My regular stomach doctor is on a beach somewhere sipping sweet tea with rum while reading Good Guts Gone Bad Quarterly. So, I got the 123-year-old doctor I can’t stand who should have retired back when Apollo 11 landed on the moon. He placed his hands lightly on my stomach and told me to let him know if it hurt. When I say “lightly,” I mean like he was running his hand over the hood of his Mercedes as not to scratch it, all gentle and kind and loving. I could have had the stomach ache from hell and his light touch wouldn’t have triggered anything.

So, he and I talked. I told my story and how my doc and I were betting on C-Diff. Dr. Gentle Hands told me we were wrong and it was a virus irritating my gut. He handed me a list of foods I should eat and some I should avoid. And an Rx for an anti-spasmodic, which I can’t take because it can dry out secretions.

But what about the fever? I asked. It came back today.

You usually don’t get a fever with C-Diff, he replied.

Hmm, that’s strange, I thought, because the last few times I’ve had C-Diff I got the bonus prize of a fever. Must have been a miracle of science. I’m special and honored to have received such a rare prize.
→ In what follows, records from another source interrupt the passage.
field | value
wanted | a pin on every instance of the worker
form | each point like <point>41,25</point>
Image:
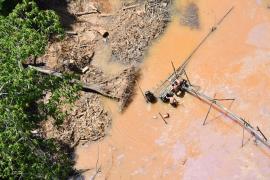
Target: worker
<point>150,97</point>
<point>176,86</point>
<point>173,101</point>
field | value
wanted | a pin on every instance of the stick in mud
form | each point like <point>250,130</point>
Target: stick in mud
<point>208,112</point>
<point>163,118</point>
<point>174,70</point>
<point>141,90</point>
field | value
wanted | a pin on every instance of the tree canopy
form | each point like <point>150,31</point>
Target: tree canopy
<point>23,154</point>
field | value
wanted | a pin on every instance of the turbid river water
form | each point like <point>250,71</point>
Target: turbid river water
<point>233,63</point>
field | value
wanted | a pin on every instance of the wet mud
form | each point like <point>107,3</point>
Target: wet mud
<point>233,63</point>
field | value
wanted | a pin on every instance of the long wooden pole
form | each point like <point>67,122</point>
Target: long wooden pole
<point>141,90</point>
<point>163,118</point>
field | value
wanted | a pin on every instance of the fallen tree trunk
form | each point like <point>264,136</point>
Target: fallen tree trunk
<point>85,87</point>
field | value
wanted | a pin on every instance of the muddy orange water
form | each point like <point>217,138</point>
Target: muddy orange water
<point>234,63</point>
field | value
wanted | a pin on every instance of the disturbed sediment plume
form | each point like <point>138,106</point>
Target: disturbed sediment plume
<point>190,16</point>
<point>129,31</point>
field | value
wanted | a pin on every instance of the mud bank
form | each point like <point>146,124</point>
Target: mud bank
<point>234,63</point>
<point>104,35</point>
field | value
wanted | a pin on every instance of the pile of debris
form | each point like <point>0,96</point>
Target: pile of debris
<point>130,29</point>
<point>88,121</point>
<point>135,27</point>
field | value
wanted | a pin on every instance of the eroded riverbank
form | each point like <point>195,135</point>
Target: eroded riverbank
<point>233,63</point>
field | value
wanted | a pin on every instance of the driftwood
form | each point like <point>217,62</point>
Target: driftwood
<point>129,7</point>
<point>85,87</point>
<point>71,33</point>
<point>105,15</point>
<point>86,13</point>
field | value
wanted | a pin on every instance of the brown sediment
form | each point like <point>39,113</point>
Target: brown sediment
<point>234,63</point>
<point>190,16</point>
<point>103,61</point>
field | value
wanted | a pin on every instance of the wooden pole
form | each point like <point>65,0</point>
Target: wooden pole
<point>187,76</point>
<point>208,112</point>
<point>163,118</point>
<point>141,90</point>
<point>174,70</point>
<point>243,136</point>
<point>261,133</point>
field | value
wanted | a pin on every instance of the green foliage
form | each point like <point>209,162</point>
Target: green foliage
<point>24,33</point>
<point>6,6</point>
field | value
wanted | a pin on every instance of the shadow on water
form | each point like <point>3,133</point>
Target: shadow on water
<point>61,9</point>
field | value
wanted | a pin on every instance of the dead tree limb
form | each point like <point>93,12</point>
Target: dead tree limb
<point>85,87</point>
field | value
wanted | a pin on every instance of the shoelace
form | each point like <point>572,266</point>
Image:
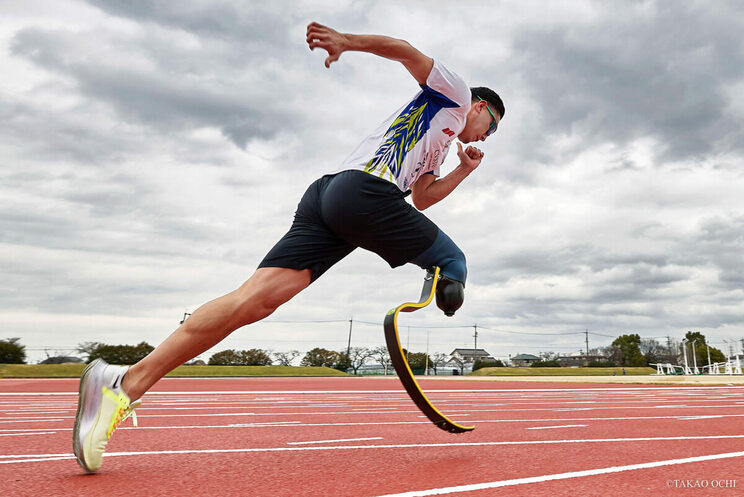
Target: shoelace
<point>123,413</point>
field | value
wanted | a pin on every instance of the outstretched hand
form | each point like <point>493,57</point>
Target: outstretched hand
<point>470,157</point>
<point>326,38</point>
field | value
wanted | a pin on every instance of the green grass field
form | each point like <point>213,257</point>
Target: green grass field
<point>74,371</point>
<point>561,371</point>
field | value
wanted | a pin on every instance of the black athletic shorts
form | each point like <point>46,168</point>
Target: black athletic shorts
<point>340,212</point>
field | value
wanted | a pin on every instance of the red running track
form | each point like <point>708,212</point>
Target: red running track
<point>364,437</point>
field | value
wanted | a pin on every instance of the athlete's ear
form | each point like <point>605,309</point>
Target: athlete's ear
<point>450,295</point>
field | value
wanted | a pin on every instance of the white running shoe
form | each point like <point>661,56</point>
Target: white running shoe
<point>102,405</point>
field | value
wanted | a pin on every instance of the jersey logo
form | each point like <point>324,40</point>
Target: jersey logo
<point>405,132</point>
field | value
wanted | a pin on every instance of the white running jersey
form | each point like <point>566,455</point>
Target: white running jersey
<point>416,138</point>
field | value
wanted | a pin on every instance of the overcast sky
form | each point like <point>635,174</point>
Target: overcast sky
<point>152,152</point>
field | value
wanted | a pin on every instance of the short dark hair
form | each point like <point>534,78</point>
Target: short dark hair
<point>489,96</point>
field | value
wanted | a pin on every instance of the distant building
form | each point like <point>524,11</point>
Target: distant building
<point>524,360</point>
<point>471,355</point>
<point>579,360</point>
<point>461,360</point>
<point>62,360</point>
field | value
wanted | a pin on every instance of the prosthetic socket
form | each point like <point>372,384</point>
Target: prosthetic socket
<point>450,294</point>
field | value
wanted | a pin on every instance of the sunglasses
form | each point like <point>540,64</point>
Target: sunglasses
<point>494,123</point>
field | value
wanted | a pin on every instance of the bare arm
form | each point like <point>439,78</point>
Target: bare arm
<point>335,43</point>
<point>427,190</point>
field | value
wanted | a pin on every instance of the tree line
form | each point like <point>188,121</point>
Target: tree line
<point>625,350</point>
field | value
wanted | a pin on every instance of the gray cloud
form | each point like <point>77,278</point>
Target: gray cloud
<point>659,73</point>
<point>150,170</point>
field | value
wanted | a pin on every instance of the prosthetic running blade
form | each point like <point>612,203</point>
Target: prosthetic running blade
<point>401,364</point>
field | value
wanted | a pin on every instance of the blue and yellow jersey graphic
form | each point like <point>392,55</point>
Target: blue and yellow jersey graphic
<point>405,132</point>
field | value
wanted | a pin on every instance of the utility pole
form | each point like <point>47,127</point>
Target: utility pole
<point>348,347</point>
<point>475,337</point>
<point>426,361</point>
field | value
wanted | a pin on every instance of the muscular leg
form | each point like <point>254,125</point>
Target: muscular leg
<point>257,298</point>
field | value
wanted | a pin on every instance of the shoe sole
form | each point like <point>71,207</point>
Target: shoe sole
<point>76,445</point>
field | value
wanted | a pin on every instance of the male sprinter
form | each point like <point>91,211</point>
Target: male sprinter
<point>361,206</point>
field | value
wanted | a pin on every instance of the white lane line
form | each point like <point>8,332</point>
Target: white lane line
<point>330,441</point>
<point>11,459</point>
<point>21,434</point>
<point>377,423</point>
<point>690,418</point>
<point>551,427</point>
<point>577,391</point>
<point>562,476</point>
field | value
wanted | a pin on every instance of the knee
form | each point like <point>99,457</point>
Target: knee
<point>261,295</point>
<point>455,266</point>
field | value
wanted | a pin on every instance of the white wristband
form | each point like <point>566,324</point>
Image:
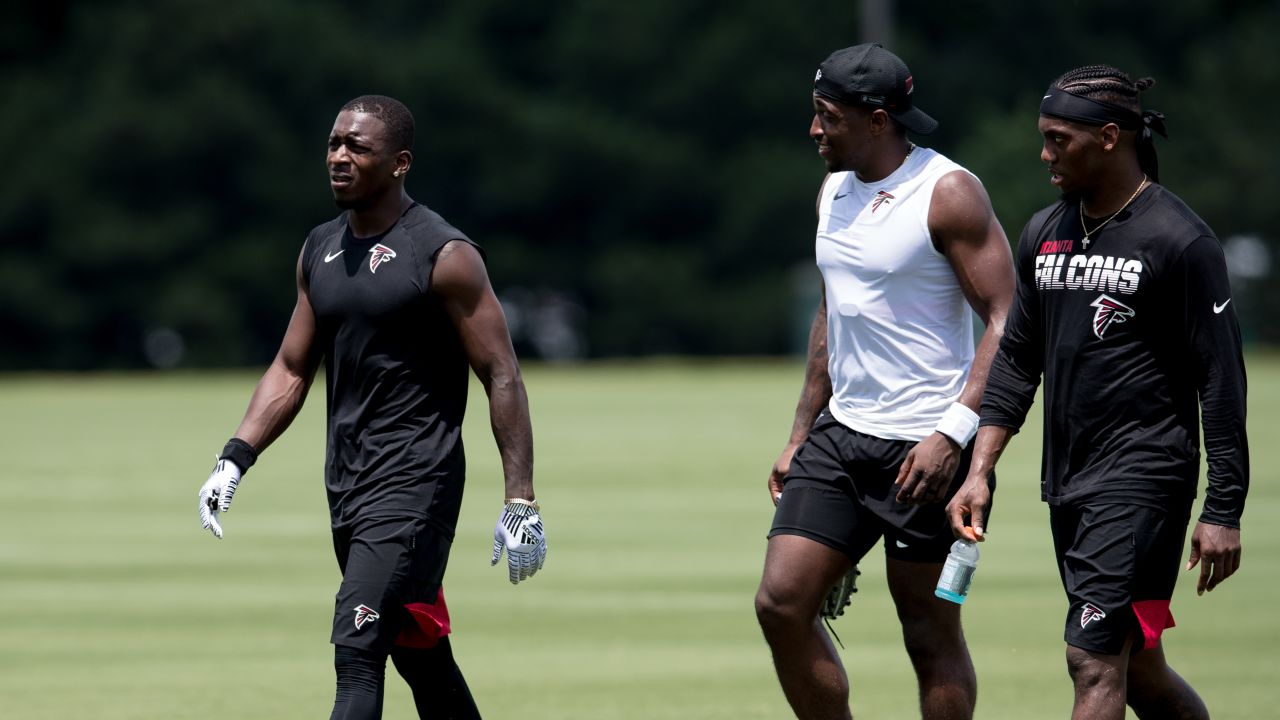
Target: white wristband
<point>959,423</point>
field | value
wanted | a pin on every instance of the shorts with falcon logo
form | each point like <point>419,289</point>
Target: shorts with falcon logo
<point>392,569</point>
<point>840,492</point>
<point>1119,564</point>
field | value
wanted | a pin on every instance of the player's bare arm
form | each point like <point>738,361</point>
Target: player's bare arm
<point>965,229</point>
<point>816,392</point>
<point>814,396</point>
<point>1216,548</point>
<point>461,281</point>
<point>275,402</point>
<point>283,388</point>
<point>968,507</point>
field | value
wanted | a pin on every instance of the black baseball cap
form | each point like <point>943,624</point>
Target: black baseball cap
<point>868,74</point>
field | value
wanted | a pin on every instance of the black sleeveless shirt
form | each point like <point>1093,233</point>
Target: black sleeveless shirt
<point>396,372</point>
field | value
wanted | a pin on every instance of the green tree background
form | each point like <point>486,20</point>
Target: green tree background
<point>639,171</point>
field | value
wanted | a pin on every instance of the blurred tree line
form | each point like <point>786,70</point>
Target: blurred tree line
<point>640,173</point>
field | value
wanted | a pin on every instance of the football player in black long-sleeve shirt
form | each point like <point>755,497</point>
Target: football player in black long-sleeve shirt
<point>1124,308</point>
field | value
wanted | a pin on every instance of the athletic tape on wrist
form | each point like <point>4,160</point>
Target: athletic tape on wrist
<point>959,423</point>
<point>240,452</point>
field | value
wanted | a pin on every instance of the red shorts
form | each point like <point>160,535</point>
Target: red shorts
<point>428,623</point>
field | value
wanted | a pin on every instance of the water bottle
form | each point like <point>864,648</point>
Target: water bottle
<point>958,572</point>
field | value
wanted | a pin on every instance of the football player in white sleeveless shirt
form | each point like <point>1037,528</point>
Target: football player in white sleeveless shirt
<point>909,250</point>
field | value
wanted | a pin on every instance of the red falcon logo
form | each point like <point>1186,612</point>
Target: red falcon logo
<point>1110,310</point>
<point>1089,614</point>
<point>379,254</point>
<point>365,614</point>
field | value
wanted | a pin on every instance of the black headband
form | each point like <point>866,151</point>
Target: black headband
<point>1061,104</point>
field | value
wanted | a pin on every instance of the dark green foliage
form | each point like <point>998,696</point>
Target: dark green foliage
<point>648,162</point>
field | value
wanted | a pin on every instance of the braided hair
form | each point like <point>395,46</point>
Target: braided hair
<point>393,113</point>
<point>1110,85</point>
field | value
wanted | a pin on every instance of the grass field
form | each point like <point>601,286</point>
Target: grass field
<point>115,605</point>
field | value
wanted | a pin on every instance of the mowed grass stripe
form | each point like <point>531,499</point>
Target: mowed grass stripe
<point>114,604</point>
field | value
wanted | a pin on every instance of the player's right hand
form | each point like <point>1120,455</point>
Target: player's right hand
<point>972,500</point>
<point>780,472</point>
<point>215,495</point>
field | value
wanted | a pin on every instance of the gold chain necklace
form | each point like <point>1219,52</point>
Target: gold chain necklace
<point>1095,231</point>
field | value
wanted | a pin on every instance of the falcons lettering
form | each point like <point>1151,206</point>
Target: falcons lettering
<point>1088,272</point>
<point>1089,614</point>
<point>379,254</point>
<point>365,614</point>
<point>1109,311</point>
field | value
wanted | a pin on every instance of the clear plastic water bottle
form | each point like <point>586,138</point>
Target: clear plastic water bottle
<point>958,572</point>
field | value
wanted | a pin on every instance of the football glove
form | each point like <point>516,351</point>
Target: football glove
<point>841,595</point>
<point>520,532</point>
<point>837,600</point>
<point>216,493</point>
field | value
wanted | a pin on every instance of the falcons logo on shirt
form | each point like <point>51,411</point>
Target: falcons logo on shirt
<point>365,614</point>
<point>379,254</point>
<point>1110,310</point>
<point>1089,614</point>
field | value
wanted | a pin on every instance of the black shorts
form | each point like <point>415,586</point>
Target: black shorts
<point>385,563</point>
<point>840,492</point>
<point>1119,564</point>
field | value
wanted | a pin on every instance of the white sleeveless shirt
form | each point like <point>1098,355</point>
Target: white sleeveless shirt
<point>899,329</point>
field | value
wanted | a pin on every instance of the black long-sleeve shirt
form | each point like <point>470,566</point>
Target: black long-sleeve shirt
<point>1136,337</point>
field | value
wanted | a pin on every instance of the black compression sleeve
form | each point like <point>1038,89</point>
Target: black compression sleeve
<point>240,452</point>
<point>1214,337</point>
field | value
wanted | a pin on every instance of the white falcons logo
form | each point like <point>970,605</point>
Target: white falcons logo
<point>379,254</point>
<point>1089,614</point>
<point>1110,310</point>
<point>365,614</point>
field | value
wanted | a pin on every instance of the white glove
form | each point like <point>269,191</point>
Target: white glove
<point>216,493</point>
<point>520,531</point>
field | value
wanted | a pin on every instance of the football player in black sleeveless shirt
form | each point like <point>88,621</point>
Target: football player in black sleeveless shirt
<point>398,305</point>
<point>1124,306</point>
I didn’t say anything to the animatronic doctor. I know fevers and C-Diff often come as a package, which my CF doc confirmed on the phone later. But at that moment with the stomach doc I knew that I had wasted my time. Why kill any more by arguing.

When I got home, my CF doc and I decided to see how I felt Saturday morning, but I filled the Rx for the Vanco just in case. And it’s a good thing I did because tonight a fever and some nasty stomach gurgling arrived, as did watery you know what.

Hello, C-Diff, it was you all along, you crafty bastard.